# ML for Credit Card Fraud Detection

### Project Description

The goal of this project is to analyze the a credit card transaction dataset to build a feature engineering and training pipeline that we will use to train a machine learning model that allows the user to detect fraudulent credit card transactions in the future.

### Project Relevance

Fraud detection systems are a key security feature of banking systems, because they protect their user's assets for unauthorized use.

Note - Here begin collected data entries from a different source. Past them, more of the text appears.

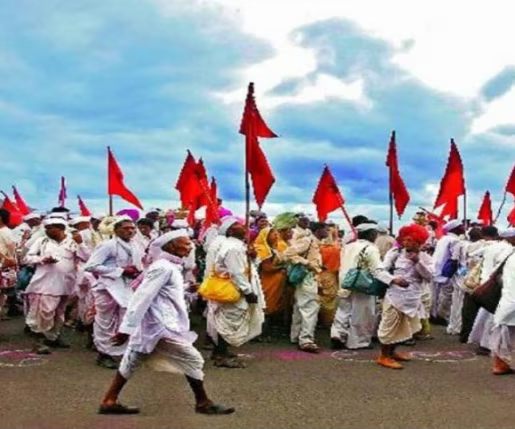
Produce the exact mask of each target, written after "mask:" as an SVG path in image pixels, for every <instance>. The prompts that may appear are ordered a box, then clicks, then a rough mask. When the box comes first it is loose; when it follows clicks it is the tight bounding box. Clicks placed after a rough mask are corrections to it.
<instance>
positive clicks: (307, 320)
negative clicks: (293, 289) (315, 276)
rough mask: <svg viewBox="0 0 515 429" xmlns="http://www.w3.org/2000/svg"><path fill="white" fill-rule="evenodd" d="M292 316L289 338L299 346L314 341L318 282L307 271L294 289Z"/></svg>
mask: <svg viewBox="0 0 515 429" xmlns="http://www.w3.org/2000/svg"><path fill="white" fill-rule="evenodd" d="M294 299H295V302H294V305H293V317H292V322H291V331H290V339H291V342H292V343H298V344H299V346H303V345H305V344H313V343H315V330H316V327H317V322H318V312H319V311H320V302H319V297H318V282H317V280H316V278H315V277H314V275H313V274H312V273H309V274H308V275H307V276H306V278H305V279H304V281H303V282H302V284H301V285H299V287H298V288H296V290H295V295H294Z"/></svg>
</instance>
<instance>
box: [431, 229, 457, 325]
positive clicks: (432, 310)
mask: <svg viewBox="0 0 515 429" xmlns="http://www.w3.org/2000/svg"><path fill="white" fill-rule="evenodd" d="M443 230H444V231H445V233H446V234H445V235H444V236H443V237H442V238H440V240H438V243H437V244H436V248H435V252H434V254H433V260H434V264H435V277H434V281H433V294H432V295H433V303H432V307H431V318H432V322H433V323H438V324H445V325H446V324H447V323H448V322H449V316H450V311H451V305H452V295H453V293H454V286H455V284H456V282H455V281H453V278H456V276H457V275H458V273H454V274H453V275H451V277H447V276H445V275H443V274H442V270H443V268H444V266H445V264H446V262H447V261H448V260H450V259H455V258H456V257H457V256H459V255H460V252H459V251H458V248H457V246H459V243H460V240H461V239H460V236H461V235H463V234H464V233H465V228H464V227H463V225H462V223H461V221H459V220H452V221H449V222H447V223H446V224H445V225H444V227H443ZM455 248H456V250H455Z"/></svg>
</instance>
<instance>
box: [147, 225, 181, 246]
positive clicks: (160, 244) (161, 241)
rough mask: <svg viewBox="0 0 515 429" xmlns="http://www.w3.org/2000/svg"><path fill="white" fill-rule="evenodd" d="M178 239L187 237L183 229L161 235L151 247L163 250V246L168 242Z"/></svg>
mask: <svg viewBox="0 0 515 429" xmlns="http://www.w3.org/2000/svg"><path fill="white" fill-rule="evenodd" d="M180 237H188V231H186V230H185V229H177V230H175V231H170V232H167V233H166V234H163V235H162V236H161V237H158V238H156V239H155V240H154V241H153V242H152V246H155V247H160V248H163V246H164V245H166V244H168V243H169V242H170V241H172V240H175V239H176V238H180Z"/></svg>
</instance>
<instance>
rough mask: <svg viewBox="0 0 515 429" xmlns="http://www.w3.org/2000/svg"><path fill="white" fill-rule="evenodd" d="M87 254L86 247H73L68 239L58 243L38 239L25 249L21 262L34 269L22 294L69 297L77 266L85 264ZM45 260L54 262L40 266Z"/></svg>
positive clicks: (74, 243)
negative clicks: (36, 293)
mask: <svg viewBox="0 0 515 429" xmlns="http://www.w3.org/2000/svg"><path fill="white" fill-rule="evenodd" d="M88 255H89V252H88V249H87V248H86V246H84V244H80V245H77V243H75V241H73V239H72V238H70V237H66V238H65V239H64V240H63V241H61V242H60V243H59V242H57V241H55V240H52V239H50V238H49V237H43V238H41V239H39V240H38V241H36V242H35V243H34V244H33V245H32V247H31V248H30V249H29V251H28V253H27V255H26V256H25V259H24V261H23V262H24V263H25V264H27V265H34V266H35V267H36V271H35V273H34V276H33V277H32V280H31V281H30V284H29V285H28V287H27V289H26V291H25V293H38V294H44V295H53V296H59V295H71V294H72V293H73V292H74V290H75V282H76V278H77V264H78V263H79V261H86V260H87V258H88ZM47 257H52V258H54V259H56V260H57V261H58V262H56V263H54V264H44V263H43V259H45V258H47Z"/></svg>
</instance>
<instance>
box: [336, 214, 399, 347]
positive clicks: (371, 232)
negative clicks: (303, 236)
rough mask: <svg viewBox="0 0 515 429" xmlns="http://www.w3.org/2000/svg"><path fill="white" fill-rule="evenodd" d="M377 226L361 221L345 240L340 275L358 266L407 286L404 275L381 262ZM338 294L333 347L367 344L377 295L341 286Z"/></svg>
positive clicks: (368, 341)
mask: <svg viewBox="0 0 515 429" xmlns="http://www.w3.org/2000/svg"><path fill="white" fill-rule="evenodd" d="M378 228H379V227H378V225H377V224H375V223H360V224H359V225H358V226H357V227H356V232H357V234H358V240H357V241H354V242H352V243H350V244H347V245H346V246H345V247H344V249H343V251H342V263H341V269H340V279H341V280H343V278H344V277H345V275H346V274H347V272H348V271H349V270H350V269H352V268H356V267H358V266H360V267H362V268H366V269H367V270H368V271H369V272H370V274H371V275H372V276H373V277H375V278H377V279H378V280H380V281H382V282H384V283H386V284H389V285H397V286H401V287H402V286H406V285H407V284H408V283H407V282H406V281H405V280H404V279H402V278H397V277H395V278H394V277H393V276H392V275H391V274H390V273H389V272H387V271H386V270H385V269H384V267H383V265H382V263H381V257H380V255H379V249H378V248H377V247H376V245H375V244H374V243H375V241H376V239H377V236H378ZM341 280H340V282H341ZM339 295H340V302H339V304H338V309H337V310H336V315H335V318H334V322H333V325H332V327H331V346H332V348H333V349H341V348H343V347H347V348H348V349H353V350H357V349H368V348H370V347H371V341H372V336H373V335H374V330H375V325H376V314H375V313H376V297H375V296H372V295H366V294H364V293H360V292H355V291H353V292H351V291H349V290H345V289H341V290H340V292H339Z"/></svg>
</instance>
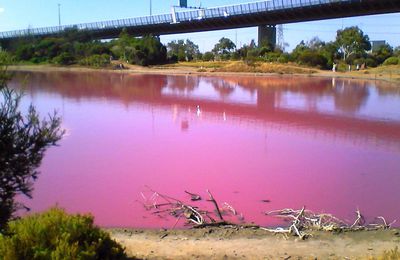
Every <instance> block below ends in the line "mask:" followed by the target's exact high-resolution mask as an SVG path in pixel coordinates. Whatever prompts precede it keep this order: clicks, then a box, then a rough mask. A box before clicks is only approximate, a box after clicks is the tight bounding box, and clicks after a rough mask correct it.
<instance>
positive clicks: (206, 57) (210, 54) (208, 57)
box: [203, 51, 214, 61]
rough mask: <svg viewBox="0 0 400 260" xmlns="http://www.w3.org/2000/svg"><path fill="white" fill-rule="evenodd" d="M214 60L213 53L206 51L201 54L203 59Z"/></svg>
mask: <svg viewBox="0 0 400 260" xmlns="http://www.w3.org/2000/svg"><path fill="white" fill-rule="evenodd" d="M212 60H214V53H212V52H210V51H208V52H206V53H204V55H203V61H212Z"/></svg>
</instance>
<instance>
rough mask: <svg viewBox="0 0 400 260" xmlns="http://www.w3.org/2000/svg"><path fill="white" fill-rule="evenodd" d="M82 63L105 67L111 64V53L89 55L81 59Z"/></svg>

Just to highlight the importance of fraud detection systems, according to the [Security.org 2023 Credit Card Fraud Report](https://www.security.org/digital-safety/credit-card-fraud-report/):
- 65% of credit and credit card holders have been fraud victims at some point in their lives, up from 58 percent in 2022. This equates to about 151 million in the United States.
- An increasing number of Americans have been victimized multiple times: in 2022, 44 percent of credit card users reported having two or more fraudulent charges, compared to 35 percent in 2021.
- Since 2021, the median fraudulent charge has climbed by about 27 percent (rising to $79 in 2023). This equates to about $12 billion in total attempted fraudulent charges.



### Key Stakeholders

The main stakeholders in this project are:

1) The banking institution(s) that would provide anonymized banking transaction data required to train the machine learning model.
2) The user(s) allowing for their banking transactions data to be used to train the model.
3) The FTC (in the US) and other regulatory institutions that would need to verify and approve the use of the users data to train the model, and approve the use of the model.

### Objectives

- The final machine learning model should provide at least 80% of fraud detection accuracy.
- A feature egineering and training pipeline should be used to provide future training of the model.
- An application that allows a user to enter a dummy transaction and verify its authenticity.

### Preparation Steps

1) Identify a public credit card transaction dataset suitable for an Exploratory Data Analysis, that allows the clear and easy identification of each column's information. Some datasets provided in Kaggle contain columns that were already scaled or processed using PCA analysis, and therefore are not useful for this project's goals.
2) Research the different machine learning models that are best suited for detecting fraudulent credit card transactions.
3) Select a suitable online platform to deploy the machine learning model that is free to use.

### Dataset

- We will use the [Credit Card Transactions Kaggle Dataset](https://www.kaggle.com/datasets/ealtman2019/credit-card-transactions), because it contains a good amount of data to work with, and its columns are easy to identify and work with because they are not scaled or processed in any way.
- The dataset contains the following columns:
    1) 'User': An ID of the user.
    2) 'Card': An ID for the user's card, some users have multiple cards.
    3) 'Year', 'Month', 'Day', 'Time': The timestamp of the transaction. 
    4) 'Amount': The amount of the transaction.
    5) 'Use Chip': 'Swipe Transaction' if a physical card was used to perform the transaction, or 'Online Transaction' if the transaction was performed online.
    6) 'Merchant Name': The name of the store where the transaction was made.
    7) 'Merchant City', 'Merchant State', 'Zip': The store's location.
    8) 'MCC': The [Merchant Category Code](https://www.investopedia.com/terms/m/merchant-category-codes-mcc.asp).
    9) 'Errors?': Any error(s) during the transaction, eg. 'Insufficient Balance', 'Technical Glitch', etc.
    10) 'Is Fraud?: A label indicating if the transaction was fraudulent or not.

### Deployment Plan

- We will use Streamlit to host the user application and trained machine learning model to test dummy transactions.
- We will use MLFlow to register and monitor the model.
- We will use BentoML to intake the trained model and deploy it.